Dazu fiel den lustigen Gut-Wetter-Grünen dann gar nichts ein und sie gingen medial unter – genau wie ihre Umfragewerte, die vor einem Jahr noch gleichauf mit CDU/CSU bei etwa 27% lagen und binnen weniger Wochen auf 14%, sogar hinter der SPD zusammenschnurrten.

Die Grünen Spitzenpolitiker wussten im Juni immer noch nicht, was sie politisch anzubieten hatten, schwiegen sich aus und warteten auf bessere Zeiten.

Die Grün-Wähler sahen dadurch weniger Habeck im TV und schenkten ihre Liebe nun einem anderen Alpha-Boy aus den Schlagzeilen:
Markus Söder heißt der neue Schwarm der grünen Basis.
Und zwar bedingungslos.

[….]  Grünenanhänger für Söder - oder keinen
Nirgends hat die Koalitionsoption Schwarz-Grün so viele Verfechter wie unter Sympathisanten der Grünen. [….]  Die Koalitionsvariante Schwarz-Grün verfügt seit Monaten über eine Mehrheit in den Umfragen. Nun zeigen sich insbesondere die Anhänger der Grünen als offen für diese Formation nach der nächsten Bundestagswahl.
Gut 60 Prozent der Grünenunterstützer wünschen sich eine Koalition mit CDU und CSU, nur knapp 25 Prozent sind dagegen. Bei der Union halten sich Gegner und Befürworter von Schwarz-Grün die Waage. Dies ergab eine Umfrage des Meinungsforschungsinstituts Civey für den SPIEGEL. [….]  Wer könnte eine solche Regierung anführen? 39 Prozent der Deutschen können sich den bayerischen Ministerpräsidenten und CSU-Vorsitzenden Markus Söder als Bundeskanzler vorstellen, die CDU-Rivalen Friedrich Merz, Armin Laschet und Norbert Röttgen liegen abgeschlagen dahinter.
[….]  Interessant ist der Blick auf die Grünenanhänger. Hier sprechen sich rund 30 Prozent für Söder aus. [….] 
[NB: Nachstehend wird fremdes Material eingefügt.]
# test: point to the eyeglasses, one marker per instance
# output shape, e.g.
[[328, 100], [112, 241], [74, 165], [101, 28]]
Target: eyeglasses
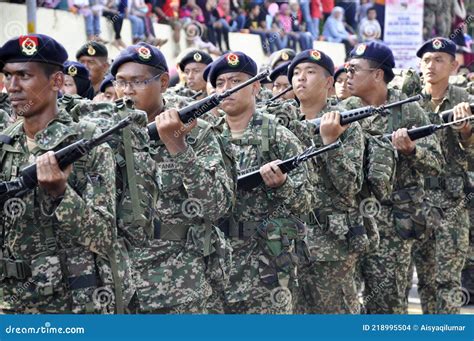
[[120, 84], [354, 69]]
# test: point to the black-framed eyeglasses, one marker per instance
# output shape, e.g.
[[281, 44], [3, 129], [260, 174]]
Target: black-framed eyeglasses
[[136, 84], [355, 69]]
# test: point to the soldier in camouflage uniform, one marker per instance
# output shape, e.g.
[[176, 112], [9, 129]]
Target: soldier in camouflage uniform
[[326, 283], [173, 271], [263, 229], [56, 240], [384, 271], [4, 102], [440, 259], [4, 119]]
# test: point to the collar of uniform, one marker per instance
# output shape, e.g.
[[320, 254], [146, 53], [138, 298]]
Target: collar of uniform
[[58, 130]]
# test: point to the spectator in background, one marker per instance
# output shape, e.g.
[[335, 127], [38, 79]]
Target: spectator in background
[[167, 12], [304, 38], [316, 15], [335, 31], [350, 10], [327, 7], [255, 26], [379, 6], [92, 18], [362, 10], [369, 28], [138, 25], [115, 12]]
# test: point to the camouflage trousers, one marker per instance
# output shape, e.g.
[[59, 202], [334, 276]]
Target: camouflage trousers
[[439, 261], [256, 286], [383, 271], [267, 304], [327, 287]]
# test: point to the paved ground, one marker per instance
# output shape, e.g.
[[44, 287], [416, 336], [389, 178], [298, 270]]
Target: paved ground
[[414, 306]]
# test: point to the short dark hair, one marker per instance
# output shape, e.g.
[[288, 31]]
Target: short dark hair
[[387, 78]]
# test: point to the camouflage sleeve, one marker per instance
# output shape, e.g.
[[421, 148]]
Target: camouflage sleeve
[[428, 157], [345, 164], [90, 219], [296, 191], [204, 176]]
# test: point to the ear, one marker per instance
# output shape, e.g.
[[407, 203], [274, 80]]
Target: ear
[[57, 81], [164, 81]]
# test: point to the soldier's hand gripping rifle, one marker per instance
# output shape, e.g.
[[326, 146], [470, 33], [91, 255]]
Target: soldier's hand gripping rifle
[[364, 112], [199, 108], [423, 131], [28, 178], [448, 115], [253, 179]]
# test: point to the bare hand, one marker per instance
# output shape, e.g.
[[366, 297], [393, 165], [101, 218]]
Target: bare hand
[[173, 131], [330, 128], [272, 174], [460, 111], [402, 142], [50, 177]]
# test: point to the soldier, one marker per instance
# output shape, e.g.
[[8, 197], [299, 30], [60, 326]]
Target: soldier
[[340, 84], [280, 81], [326, 285], [107, 90], [262, 230], [193, 65], [174, 270], [56, 238], [76, 80], [94, 56], [439, 260], [384, 271]]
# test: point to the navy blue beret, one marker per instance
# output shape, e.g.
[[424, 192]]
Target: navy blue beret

In dieser Umfrage manifestiert sich etwas, das sich schon seit Jahren abzeichnet. Die zunehmend konservativen  und immer Kirchen-affineren Grünen wünschen sich auch bundesweit eine Koalition mit den Schwarzen.
Am liebsten mit Söder – dem Mann, der seine gesamte Karriere darauf aufbaute gegen Flüchtlinge, Migranten und Dunkelhäutige zu hetzen, der sich als überzeugter Anti-Europäer gab, Viktor Orban auf CSU-Parteitagen hofierte, gegen LGBTI wetterte und in ganz Bayern verpflichtend Kreuze aufstellen ließ.
Söder ist so rechts, daß er sogar beim radikalsten Kämpfer wider Merkels Flüchtlingspolitik – Ex-Parteichef Seehofer – für seine xenophoben Äußerungen gerügt wurde.
Immer wenn es so richtig schwachsinnig, teuer, bürokratisch, xenophob, kontraproduktiv wird, steckt Söder dahinter: Anti-Ausländer-Maut, Bildungs-Fernhalteprämie, Hotelsteuerermäßigung oder Umstellung auf Sachleistungen bei Flüchtlingen.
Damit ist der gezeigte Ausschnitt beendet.